Esta semana, a pesquisa entrou novamente em pauta e a leitura das entrevistas com os pesquisadores e do texto original dirimiu minhas preocupações. A motivação de Levitt e Donahue não é instrumental. A investigação analisa o acesso ao aborto em relação a outros fatores: o aumento vertiginoso do encarceramento, maior número de policiais e melhores políticas de segurança (em Nova Iorque por exemplo), diminuição do tráfico de cocaína e crack, aumento dos gastos em segurança privada e ainda o crescimento econômico da década de 90. Levitt e Donahue fazem uma comparação muito convincente entre estados, demonstrando que a redução da criminalidade foi antecipada nos casos em que o aborto foi legalizado antes.


Contudo, há aspectos que devem ser lidos com cuidado. Os pesquisadores tomam como ponto de partida estudo feito por Levine, Staiger, Kane e Zimmerman segundo o qual as mulheres que mais recorrem ao aborto são aquelas cujos filhos são mais facilmente envolvidos com o crime: adolescentes, chefes de família e mais pobres. Mas usam dados agregados e taxas de aborto que não permitem verificar se, de fato, o maior número de abortos ocorreu entre essas mulheres. É importante pontuar esse aspecto, pois sempre que o aborto é legalizado todas as mulheres recorrem a ele e não apenas as mais pobres. Foi assim nos EUA, mas também na França.


Tampouco estou convencida de que o crescimento do número de abortos tenha um peso maior na redução da criminalidade do que outros fatores considerados. Nos EUA, o aborto legal coincidiu, no tempo, com o crescimento geométrico da população carcerária. Há alguns milhões de pessoas nas prisões americanas, na sua maioria homens negros, latinos e pobres. Um estudo qualitativo feito entre os grupos mais pobres, que procurasse vincular número de abortos e redes sociais, poderia revelar, por exemplo, que as gerações nascidas após 1973 não estiveram tão expostas às redes de recrutamento para o crime, pois os homens adultos já estavam presos. Não quero sugerir com isto que a solução seria legalizar o aborto e prender mais gente. É bom dizer que, hoje, o debate sobre a situação prisional mobiliza a juventude americana num movimento que reproduz, em vários aspectos, a dinâmica política dos anos 60. Meu objetivo é apenas sugerir que há outras maneiras de interpretar os dados trabalhados por Levitt e Donahue.

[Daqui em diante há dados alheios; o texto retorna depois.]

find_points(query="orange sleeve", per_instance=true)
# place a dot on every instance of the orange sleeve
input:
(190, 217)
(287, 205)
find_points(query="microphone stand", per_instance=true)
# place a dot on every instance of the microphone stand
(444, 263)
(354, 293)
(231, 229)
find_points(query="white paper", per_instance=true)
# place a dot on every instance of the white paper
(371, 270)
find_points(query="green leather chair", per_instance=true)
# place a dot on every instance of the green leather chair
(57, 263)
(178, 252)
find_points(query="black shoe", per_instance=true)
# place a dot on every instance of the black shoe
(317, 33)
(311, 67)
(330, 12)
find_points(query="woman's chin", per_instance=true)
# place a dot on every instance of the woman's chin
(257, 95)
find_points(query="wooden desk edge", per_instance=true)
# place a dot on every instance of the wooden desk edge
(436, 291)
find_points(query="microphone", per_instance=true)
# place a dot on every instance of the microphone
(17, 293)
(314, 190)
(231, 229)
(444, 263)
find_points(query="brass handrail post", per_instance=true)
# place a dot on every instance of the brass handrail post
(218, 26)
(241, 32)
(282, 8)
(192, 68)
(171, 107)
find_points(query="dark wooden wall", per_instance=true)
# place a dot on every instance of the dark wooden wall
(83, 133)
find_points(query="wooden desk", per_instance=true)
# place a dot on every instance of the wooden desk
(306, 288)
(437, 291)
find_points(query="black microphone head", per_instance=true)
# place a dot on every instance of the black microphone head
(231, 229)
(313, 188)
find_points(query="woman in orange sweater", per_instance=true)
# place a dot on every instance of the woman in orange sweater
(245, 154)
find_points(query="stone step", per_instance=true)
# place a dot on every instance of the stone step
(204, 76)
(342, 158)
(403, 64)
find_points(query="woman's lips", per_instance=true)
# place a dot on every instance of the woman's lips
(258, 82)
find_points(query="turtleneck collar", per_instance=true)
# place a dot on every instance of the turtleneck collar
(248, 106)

Mas, entre o joio e o trigo, a divulgação da pesquisa contribui para qualificar o debate brasileiro. A visibilidade que teve na mídia nos diz que, felizmente, deixamos para trás os tempos em que aborto era apenas assunto das páginas policiais. É, sobretudo, excelente que Levitt e Donahue enfatizem os efeitos sociais e econômicos das decisões reprodutivas e que não o façam numa perspectiva instrumental e autoritária. Como bem dizem os próprios autores, as conclusões não devem ser interpretadas como um apelo à intervenção do Estado nas decisões tomadas pelas mulheres. Levitt, na entrevista publicada por no.com.br, vai mais longe ao afirmar que as mulheres sabem o que fazem quando têm a liberdade de escolha, ou seja, quando exercem plenamente seus direitos reprodutivos.


Nós, feministas, há muito tempo temos dito a mesma coisa. Também sempre dissemos que o aborto não é um problema exclusivo das mulheres. Tem significados sociais e econômicos – e não apenas jurídicos e morais – que dizem respeito à sociedade como um todo. Vamos torcer para que Levitt e Donahue levem essas mensagens aos corações e mentes que não estão convencidos. É importante lembrar que a política de Bush em relação ao aborto tende a endurecer e isto terá efeitos em outros países. No dia 23 de maio, John Klink, assessor do Vaticano nas Nações Unidas, foi indicado para dirigir uma agência do Departamento de Estado. Essa escolha se deu contra a vontade de Collin Powell, que é a favor do aborto. Ou seja, a multiplicação de vozes favoráveis à interrupção da gravidez indesejada é cada vez mais crucial, tanto nos EUA quanto no resto do mundo.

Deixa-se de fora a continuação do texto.